Site-Specific Soil Sampling


by T.G. Mueller

BAE 599


Introduction

To make vary management across the landscape, you need to know what soil properties are across agricultural fields. Site-specific soil sampling is often used for variable rate fertilizer P and K application and liming. It is economically not possible to use site-specific soil sampling for within-field variable rate N application because of the ephemeral nature of N in the soil. Throughout the class we will discuss alternative methods for managing N spatially.  There are many ways to soil sampling site-specifically. We will describe a few.

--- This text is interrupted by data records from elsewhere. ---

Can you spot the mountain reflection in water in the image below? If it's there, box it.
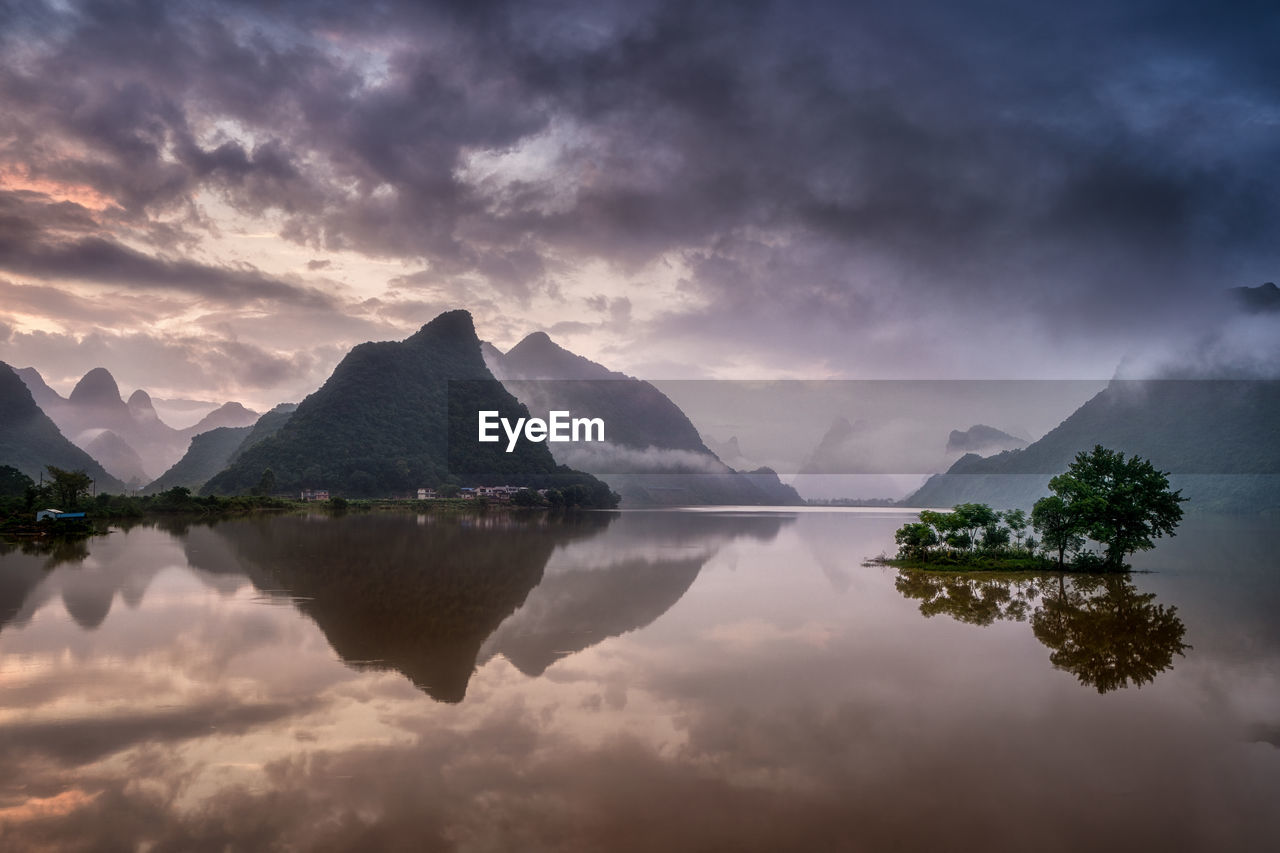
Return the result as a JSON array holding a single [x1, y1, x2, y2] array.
[[187, 512, 785, 702], [893, 569, 1190, 693], [0, 510, 1280, 853]]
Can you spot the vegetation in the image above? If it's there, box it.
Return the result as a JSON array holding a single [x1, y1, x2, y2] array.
[[146, 422, 253, 493], [0, 361, 124, 492], [1032, 444, 1187, 571], [906, 379, 1280, 515], [891, 446, 1187, 571]]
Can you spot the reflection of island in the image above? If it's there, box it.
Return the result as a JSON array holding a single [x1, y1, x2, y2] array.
[[208, 512, 786, 702], [895, 570, 1189, 693]]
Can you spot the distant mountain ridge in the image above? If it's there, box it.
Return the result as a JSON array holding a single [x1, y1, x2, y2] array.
[[17, 368, 257, 485], [947, 424, 1027, 453], [905, 379, 1280, 512], [202, 311, 609, 505], [143, 403, 298, 493], [0, 361, 124, 492], [484, 326, 803, 505]]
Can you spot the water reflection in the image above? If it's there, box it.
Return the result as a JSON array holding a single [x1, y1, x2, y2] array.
[[0, 512, 1280, 853], [895, 570, 1190, 693], [199, 512, 786, 702]]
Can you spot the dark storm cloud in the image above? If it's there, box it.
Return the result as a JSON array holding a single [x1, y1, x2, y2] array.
[[0, 192, 333, 307], [0, 0, 1280, 368]]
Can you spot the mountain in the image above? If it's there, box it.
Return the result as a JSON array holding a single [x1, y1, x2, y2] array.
[[195, 512, 614, 702], [84, 429, 147, 488], [484, 332, 803, 505], [202, 311, 609, 505], [227, 403, 298, 465], [0, 361, 124, 492], [906, 379, 1280, 512], [180, 392, 259, 435], [1230, 282, 1280, 314], [143, 403, 297, 494], [18, 368, 257, 483], [14, 368, 67, 418], [947, 424, 1027, 455], [143, 427, 253, 494]]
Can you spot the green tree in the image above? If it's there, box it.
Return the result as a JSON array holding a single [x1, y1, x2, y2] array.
[[253, 467, 275, 494], [1032, 494, 1084, 571], [1033, 444, 1187, 571], [893, 512, 938, 560], [45, 465, 93, 510], [1001, 510, 1028, 548]]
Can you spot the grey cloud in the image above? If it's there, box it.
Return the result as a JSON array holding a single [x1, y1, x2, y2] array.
[[0, 0, 1280, 379]]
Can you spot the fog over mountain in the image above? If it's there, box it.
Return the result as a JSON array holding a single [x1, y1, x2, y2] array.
[[17, 368, 257, 488]]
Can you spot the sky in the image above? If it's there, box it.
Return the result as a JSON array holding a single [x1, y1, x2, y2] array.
[[0, 0, 1280, 407]]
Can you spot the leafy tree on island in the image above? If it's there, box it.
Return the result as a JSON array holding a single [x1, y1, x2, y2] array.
[[1032, 444, 1187, 571], [893, 446, 1187, 571], [45, 465, 93, 510], [1032, 494, 1084, 571]]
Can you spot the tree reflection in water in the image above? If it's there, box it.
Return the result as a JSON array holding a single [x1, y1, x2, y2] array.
[[895, 569, 1190, 693]]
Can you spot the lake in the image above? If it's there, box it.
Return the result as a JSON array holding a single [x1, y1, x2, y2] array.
[[0, 508, 1280, 852]]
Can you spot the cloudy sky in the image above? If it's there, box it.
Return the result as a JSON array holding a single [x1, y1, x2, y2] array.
[[0, 0, 1280, 406]]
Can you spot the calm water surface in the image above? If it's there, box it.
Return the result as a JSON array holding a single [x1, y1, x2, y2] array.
[[0, 511, 1280, 850]]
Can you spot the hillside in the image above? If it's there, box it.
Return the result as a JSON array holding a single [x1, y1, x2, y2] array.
[[143, 427, 253, 494], [202, 311, 609, 505], [485, 332, 801, 505], [905, 379, 1280, 512], [17, 368, 257, 483], [0, 361, 124, 492]]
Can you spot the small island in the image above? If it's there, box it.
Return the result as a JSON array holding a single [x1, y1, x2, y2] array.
[[872, 444, 1187, 573]]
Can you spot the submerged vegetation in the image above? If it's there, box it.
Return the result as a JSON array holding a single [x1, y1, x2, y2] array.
[[893, 569, 1190, 693], [884, 446, 1187, 571]]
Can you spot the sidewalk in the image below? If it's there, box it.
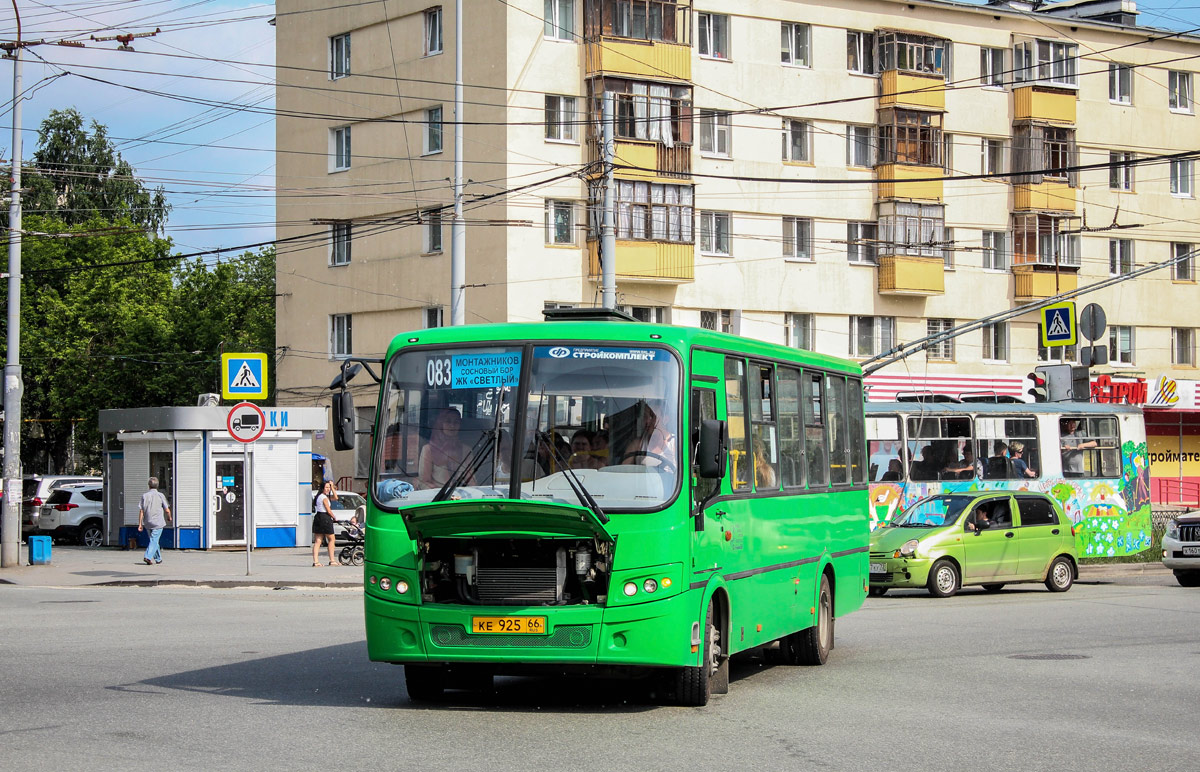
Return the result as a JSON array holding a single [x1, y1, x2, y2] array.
[[0, 544, 1169, 590], [0, 544, 362, 590]]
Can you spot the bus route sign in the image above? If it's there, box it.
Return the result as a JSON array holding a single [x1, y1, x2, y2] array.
[[1040, 300, 1079, 348]]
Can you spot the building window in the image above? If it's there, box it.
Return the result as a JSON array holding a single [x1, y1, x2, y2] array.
[[329, 32, 350, 80], [546, 94, 577, 142], [983, 231, 1008, 270], [784, 217, 812, 261], [1013, 40, 1079, 88], [545, 0, 575, 41], [979, 139, 1004, 174], [983, 322, 1008, 361], [697, 13, 730, 59], [846, 222, 877, 265], [1109, 324, 1133, 365], [424, 209, 442, 255], [850, 316, 895, 357], [1109, 61, 1133, 104], [846, 126, 875, 168], [545, 199, 575, 245], [329, 313, 354, 358], [979, 48, 1006, 88], [1171, 327, 1196, 367], [609, 180, 694, 244], [846, 30, 875, 76], [1171, 158, 1192, 198], [880, 109, 942, 166], [779, 22, 812, 67], [1166, 70, 1192, 114], [1038, 338, 1079, 364], [925, 319, 954, 361], [700, 211, 731, 255], [878, 202, 947, 257], [1109, 239, 1133, 276], [425, 6, 442, 56], [1109, 152, 1133, 191], [1171, 243, 1196, 281], [329, 222, 350, 265], [876, 30, 950, 78], [329, 126, 350, 172], [700, 309, 733, 333], [787, 313, 816, 351], [784, 120, 812, 163], [697, 110, 731, 156], [425, 107, 442, 154]]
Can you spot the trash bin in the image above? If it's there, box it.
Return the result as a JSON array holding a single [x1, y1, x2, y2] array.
[[29, 537, 50, 565]]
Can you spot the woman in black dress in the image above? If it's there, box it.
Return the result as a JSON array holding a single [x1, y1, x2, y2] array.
[[312, 481, 337, 565]]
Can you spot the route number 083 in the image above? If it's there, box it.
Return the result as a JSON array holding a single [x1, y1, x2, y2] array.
[[425, 357, 452, 388]]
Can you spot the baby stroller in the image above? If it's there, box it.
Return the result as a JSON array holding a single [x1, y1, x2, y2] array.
[[337, 520, 364, 565]]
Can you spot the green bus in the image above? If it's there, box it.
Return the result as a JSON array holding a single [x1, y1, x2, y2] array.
[[332, 309, 870, 705]]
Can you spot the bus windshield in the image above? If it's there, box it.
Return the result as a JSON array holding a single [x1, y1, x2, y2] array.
[[372, 343, 679, 511]]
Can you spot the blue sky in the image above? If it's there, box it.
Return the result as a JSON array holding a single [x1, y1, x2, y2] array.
[[0, 0, 1200, 259]]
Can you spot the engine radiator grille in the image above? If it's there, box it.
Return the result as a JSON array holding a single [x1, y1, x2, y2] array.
[[475, 565, 558, 605]]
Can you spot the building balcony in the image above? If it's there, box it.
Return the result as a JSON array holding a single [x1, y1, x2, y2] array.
[[880, 70, 946, 110], [1013, 180, 1075, 213], [878, 255, 946, 297], [875, 163, 943, 202], [588, 139, 691, 181], [1013, 265, 1079, 300], [1013, 85, 1076, 125], [583, 36, 691, 82], [588, 239, 696, 285]]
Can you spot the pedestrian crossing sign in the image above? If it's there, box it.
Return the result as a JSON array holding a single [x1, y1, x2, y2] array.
[[221, 354, 266, 400], [1040, 300, 1078, 348]]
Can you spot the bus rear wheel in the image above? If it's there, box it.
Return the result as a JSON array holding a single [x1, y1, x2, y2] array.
[[404, 665, 445, 702], [676, 600, 721, 707]]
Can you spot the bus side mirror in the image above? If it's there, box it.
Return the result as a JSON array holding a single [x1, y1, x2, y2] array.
[[696, 419, 730, 480], [334, 391, 354, 450]]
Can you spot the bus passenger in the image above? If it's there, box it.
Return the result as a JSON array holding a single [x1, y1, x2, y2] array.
[[1009, 442, 1038, 478]]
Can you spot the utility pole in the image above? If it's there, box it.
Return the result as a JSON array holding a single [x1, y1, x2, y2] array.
[[0, 0, 24, 568], [450, 0, 467, 327], [600, 91, 617, 310]]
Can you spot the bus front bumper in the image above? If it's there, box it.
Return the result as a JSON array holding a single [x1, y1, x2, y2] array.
[[365, 591, 702, 666]]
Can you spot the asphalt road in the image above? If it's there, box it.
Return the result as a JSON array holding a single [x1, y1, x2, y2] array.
[[0, 574, 1200, 772]]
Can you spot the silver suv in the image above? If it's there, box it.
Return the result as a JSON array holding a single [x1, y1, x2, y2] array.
[[20, 474, 104, 537], [37, 483, 104, 547], [1163, 513, 1200, 587]]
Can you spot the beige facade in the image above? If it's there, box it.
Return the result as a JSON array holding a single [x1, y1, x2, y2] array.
[[277, 0, 1200, 468]]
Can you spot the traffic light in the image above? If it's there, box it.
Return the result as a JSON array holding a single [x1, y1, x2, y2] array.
[[1026, 372, 1048, 402]]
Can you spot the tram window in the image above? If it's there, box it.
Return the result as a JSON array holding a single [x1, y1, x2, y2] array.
[[725, 357, 750, 491], [776, 367, 804, 487], [749, 363, 779, 491], [866, 415, 905, 483], [976, 417, 1042, 480], [908, 415, 974, 483], [846, 378, 866, 483], [800, 373, 829, 489], [1058, 415, 1121, 477], [826, 376, 850, 485]]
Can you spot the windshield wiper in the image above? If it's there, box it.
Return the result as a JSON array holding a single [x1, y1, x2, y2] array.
[[535, 430, 608, 525]]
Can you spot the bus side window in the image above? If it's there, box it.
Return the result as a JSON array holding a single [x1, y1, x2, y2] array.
[[776, 367, 804, 487], [725, 357, 750, 490], [800, 372, 829, 489]]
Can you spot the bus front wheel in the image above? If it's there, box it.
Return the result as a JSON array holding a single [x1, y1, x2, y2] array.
[[676, 600, 721, 707], [404, 665, 445, 702]]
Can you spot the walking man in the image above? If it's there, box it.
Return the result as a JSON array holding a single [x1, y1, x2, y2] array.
[[138, 477, 170, 565]]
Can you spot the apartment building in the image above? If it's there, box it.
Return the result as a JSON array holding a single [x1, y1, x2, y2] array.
[[276, 0, 1200, 466]]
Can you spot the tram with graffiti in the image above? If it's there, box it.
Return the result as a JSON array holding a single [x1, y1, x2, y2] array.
[[865, 402, 1151, 558]]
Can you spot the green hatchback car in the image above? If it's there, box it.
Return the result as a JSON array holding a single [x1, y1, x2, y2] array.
[[870, 491, 1079, 598]]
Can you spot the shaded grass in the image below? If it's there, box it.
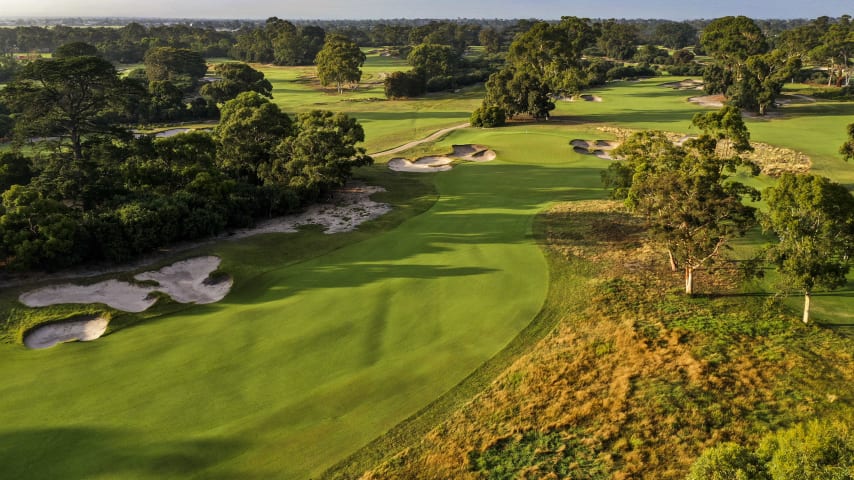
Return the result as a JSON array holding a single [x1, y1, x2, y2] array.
[[366, 202, 854, 479]]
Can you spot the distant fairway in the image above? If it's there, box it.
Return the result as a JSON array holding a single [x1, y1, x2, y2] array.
[[0, 127, 616, 478], [0, 68, 854, 479]]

Zone sampling involves defining management zones within fields. A sample is collected from each zone and sent to the laboratory for analysis. The number and geometry of the sub-samples that are composted for each sample vary. Information for used to identify sampling zones include remote sensed imagery, yield maps, soil survey maps, topographic information, historical management zones, ground based sensors, and arbitrary regular blocking (similar to grids except entire blocks are sampled not grid points). Sometimes this is used to delineate zones by eye. Other times, analytical techniques are used to delineate zones. The hope is that fertility will be very similar within zones and very different between zones.

Smart sampling is involves using spatial information (the same kinds of information used for zone sampling) to pick areas within fields where to sample site-specifically. For example, a yield map could be used to identify poorly producing areas within a field. Smart farming would involve collecting samples from these areas.

Grid sampling involves defining a regular or irregular grid and collecting samples from within each grid point. Sub-samples should be collected from each grid point and composited into one sample that will be sent to the laboratory for analysis. There are no real standards for the size of the grid, the number of sub-samples, and the radius of the area around each grid point. Once sampled, maps are produced laboratory information. Unlike the other methods described, spatial interpolation will be required to make management maps. Because points are sampled not areas, often the majority of the fields are not sampled. Interpolation procedures are used to predict soil properties between zones. The most common ones used in precision agriculture are inverse distance, nearest neighbor, or kriging.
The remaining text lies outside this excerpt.